Last not least: in many cases where parse is used, 'find-all' would be the better choice. While 'parse' takes break strings or regex expressions in the optional second parameter, 'find-all' describes the tokens itself:
Code: Select all
> (find-all "[^:]+" "0F:02:56")
("0F" "02" "56")
Re: date + parse problems
Posted: Sat Mar 26, 2011 5:42 pm
by kanen
A better choice would be to parse as a string, including all the normal items (space, colon, etc.) and not do the hex/octal parsing by default.
I do like the find-all example below and believe you are absolutely right and I should change my habits to use find-all with regex.

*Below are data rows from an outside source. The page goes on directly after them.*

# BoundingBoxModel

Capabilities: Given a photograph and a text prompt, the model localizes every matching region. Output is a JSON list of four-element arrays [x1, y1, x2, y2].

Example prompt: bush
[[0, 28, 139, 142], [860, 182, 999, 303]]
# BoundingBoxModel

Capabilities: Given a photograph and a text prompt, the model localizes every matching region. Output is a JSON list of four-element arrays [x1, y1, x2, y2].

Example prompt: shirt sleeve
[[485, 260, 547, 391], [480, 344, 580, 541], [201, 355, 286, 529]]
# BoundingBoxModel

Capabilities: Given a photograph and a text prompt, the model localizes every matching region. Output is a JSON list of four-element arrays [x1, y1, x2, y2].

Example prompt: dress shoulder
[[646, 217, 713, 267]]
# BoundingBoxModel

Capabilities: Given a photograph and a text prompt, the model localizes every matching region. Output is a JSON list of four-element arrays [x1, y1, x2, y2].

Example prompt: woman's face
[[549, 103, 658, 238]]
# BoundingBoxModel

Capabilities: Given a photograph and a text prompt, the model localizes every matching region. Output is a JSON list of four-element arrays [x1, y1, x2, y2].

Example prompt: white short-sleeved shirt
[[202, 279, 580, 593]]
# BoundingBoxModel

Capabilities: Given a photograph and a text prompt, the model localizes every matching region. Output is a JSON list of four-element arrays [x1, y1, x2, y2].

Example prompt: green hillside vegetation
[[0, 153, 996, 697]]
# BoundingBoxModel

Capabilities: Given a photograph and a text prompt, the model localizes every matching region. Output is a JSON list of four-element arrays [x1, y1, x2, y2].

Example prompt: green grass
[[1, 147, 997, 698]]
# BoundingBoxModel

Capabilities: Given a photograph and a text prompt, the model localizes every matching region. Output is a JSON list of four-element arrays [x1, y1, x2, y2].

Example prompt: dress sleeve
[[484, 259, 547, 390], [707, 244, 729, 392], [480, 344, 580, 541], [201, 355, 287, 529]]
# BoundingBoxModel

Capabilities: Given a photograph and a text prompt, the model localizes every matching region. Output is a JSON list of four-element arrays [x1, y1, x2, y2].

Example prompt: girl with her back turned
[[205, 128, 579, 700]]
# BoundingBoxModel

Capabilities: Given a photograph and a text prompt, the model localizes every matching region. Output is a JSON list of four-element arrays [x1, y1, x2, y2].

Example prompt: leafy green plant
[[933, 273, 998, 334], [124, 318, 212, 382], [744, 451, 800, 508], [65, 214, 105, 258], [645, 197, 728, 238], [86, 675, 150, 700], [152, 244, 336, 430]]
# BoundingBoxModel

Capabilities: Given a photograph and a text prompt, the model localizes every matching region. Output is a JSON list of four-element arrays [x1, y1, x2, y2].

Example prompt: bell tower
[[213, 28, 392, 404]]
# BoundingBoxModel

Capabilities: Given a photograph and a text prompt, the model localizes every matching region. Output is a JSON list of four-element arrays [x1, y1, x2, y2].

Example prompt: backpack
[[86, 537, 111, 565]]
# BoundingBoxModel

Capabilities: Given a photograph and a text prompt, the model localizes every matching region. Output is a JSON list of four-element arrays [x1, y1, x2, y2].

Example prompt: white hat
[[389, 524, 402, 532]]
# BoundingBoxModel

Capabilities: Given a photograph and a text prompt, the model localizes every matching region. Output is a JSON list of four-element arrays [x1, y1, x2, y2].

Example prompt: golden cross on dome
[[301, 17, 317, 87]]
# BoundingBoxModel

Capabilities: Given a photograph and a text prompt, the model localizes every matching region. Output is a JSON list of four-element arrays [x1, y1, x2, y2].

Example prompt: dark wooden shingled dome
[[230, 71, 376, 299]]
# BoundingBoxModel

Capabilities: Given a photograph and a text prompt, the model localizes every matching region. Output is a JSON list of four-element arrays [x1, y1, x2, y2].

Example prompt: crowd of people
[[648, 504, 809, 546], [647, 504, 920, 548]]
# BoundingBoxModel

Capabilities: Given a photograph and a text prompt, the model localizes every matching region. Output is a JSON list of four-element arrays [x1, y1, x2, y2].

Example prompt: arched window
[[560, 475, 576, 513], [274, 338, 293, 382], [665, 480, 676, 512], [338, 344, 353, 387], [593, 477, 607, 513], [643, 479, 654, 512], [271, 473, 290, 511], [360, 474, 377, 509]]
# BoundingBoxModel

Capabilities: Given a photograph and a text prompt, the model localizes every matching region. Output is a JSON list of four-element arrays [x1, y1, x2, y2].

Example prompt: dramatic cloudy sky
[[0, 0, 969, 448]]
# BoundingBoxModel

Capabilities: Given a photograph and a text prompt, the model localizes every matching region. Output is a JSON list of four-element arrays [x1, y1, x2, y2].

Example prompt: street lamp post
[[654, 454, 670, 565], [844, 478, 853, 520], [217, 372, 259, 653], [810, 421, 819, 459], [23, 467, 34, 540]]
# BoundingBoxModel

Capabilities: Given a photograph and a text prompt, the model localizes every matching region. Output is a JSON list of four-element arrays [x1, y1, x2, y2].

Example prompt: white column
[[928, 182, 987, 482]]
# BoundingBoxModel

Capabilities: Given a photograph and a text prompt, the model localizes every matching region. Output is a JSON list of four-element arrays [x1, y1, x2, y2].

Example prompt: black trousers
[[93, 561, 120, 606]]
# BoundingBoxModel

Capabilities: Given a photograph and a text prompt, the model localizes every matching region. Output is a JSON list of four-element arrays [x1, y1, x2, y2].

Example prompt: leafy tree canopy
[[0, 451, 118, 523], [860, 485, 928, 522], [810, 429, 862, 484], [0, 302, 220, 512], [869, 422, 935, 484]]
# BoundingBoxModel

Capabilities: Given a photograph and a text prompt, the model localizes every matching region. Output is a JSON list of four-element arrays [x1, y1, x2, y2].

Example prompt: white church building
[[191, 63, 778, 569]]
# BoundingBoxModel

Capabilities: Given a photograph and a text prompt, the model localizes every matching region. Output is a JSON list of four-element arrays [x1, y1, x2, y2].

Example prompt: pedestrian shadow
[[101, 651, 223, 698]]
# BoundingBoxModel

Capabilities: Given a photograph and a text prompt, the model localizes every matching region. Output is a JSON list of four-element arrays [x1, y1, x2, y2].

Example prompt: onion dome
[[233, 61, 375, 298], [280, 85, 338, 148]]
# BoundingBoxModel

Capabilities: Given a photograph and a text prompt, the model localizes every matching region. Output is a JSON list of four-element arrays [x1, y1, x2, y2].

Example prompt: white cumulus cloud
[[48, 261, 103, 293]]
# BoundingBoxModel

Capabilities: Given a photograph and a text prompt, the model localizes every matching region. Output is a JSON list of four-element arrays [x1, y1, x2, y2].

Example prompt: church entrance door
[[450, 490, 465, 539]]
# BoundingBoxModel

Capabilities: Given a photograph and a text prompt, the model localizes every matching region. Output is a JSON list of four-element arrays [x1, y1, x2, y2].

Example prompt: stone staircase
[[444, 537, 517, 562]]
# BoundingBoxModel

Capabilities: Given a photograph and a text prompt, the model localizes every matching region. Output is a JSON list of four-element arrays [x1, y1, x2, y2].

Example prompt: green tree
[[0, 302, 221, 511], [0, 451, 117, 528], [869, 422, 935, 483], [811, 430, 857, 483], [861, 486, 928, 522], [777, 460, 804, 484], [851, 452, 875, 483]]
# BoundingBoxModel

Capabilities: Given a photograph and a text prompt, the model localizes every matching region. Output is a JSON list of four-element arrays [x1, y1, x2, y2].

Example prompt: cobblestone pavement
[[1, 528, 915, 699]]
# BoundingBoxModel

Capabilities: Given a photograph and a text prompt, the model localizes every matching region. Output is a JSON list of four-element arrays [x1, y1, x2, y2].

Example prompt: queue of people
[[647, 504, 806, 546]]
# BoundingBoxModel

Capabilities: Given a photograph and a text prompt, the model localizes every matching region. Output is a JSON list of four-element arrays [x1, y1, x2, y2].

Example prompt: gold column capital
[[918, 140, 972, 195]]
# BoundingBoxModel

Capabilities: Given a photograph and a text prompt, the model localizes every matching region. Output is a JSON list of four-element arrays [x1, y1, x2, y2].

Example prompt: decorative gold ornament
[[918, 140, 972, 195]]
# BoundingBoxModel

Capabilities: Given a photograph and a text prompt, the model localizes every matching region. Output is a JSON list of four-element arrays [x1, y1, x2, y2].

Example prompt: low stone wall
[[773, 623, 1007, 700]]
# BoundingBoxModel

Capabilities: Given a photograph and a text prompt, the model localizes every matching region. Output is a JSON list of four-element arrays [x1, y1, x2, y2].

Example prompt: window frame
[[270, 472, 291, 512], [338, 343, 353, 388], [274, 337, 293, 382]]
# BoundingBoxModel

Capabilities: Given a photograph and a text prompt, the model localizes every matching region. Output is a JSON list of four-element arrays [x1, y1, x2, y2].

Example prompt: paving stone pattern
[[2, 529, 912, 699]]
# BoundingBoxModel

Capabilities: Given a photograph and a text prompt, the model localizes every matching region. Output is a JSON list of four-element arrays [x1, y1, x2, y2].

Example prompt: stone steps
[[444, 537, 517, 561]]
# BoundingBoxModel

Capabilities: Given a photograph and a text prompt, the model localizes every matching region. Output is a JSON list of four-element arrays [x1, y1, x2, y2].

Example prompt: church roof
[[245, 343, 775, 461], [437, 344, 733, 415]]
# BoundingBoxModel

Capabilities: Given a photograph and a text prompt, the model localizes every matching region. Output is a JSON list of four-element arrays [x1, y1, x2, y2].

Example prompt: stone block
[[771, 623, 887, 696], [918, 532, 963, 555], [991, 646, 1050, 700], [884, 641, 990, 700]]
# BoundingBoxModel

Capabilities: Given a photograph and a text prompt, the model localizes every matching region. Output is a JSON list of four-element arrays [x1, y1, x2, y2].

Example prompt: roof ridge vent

Lutz wrote:As Cormullion mentions: "what would be a better choice?" (for the default parse behavior). There are just too much possibilities, therefore I think that newLISP-source parsing as a default is a sensible choice. Yes, perhaps adding something in the manual will alleviate the confusion. Currently 'parse' mentions "newLISP parsing rules" in the description. Perhaps a chapter about "newLISP parsing rules" has to be added and the description of 'parse' would link to it.
Last not least: in many cases where parse is used, 'find-all' would be the better choice. While 'parse' takes break strings or regex expressions in the optional second parameter, 'find-all' describes the tokens itself:
Code: Select all
> (find-all "[^:]+" "0F:02:56")
("0F" "02" "56")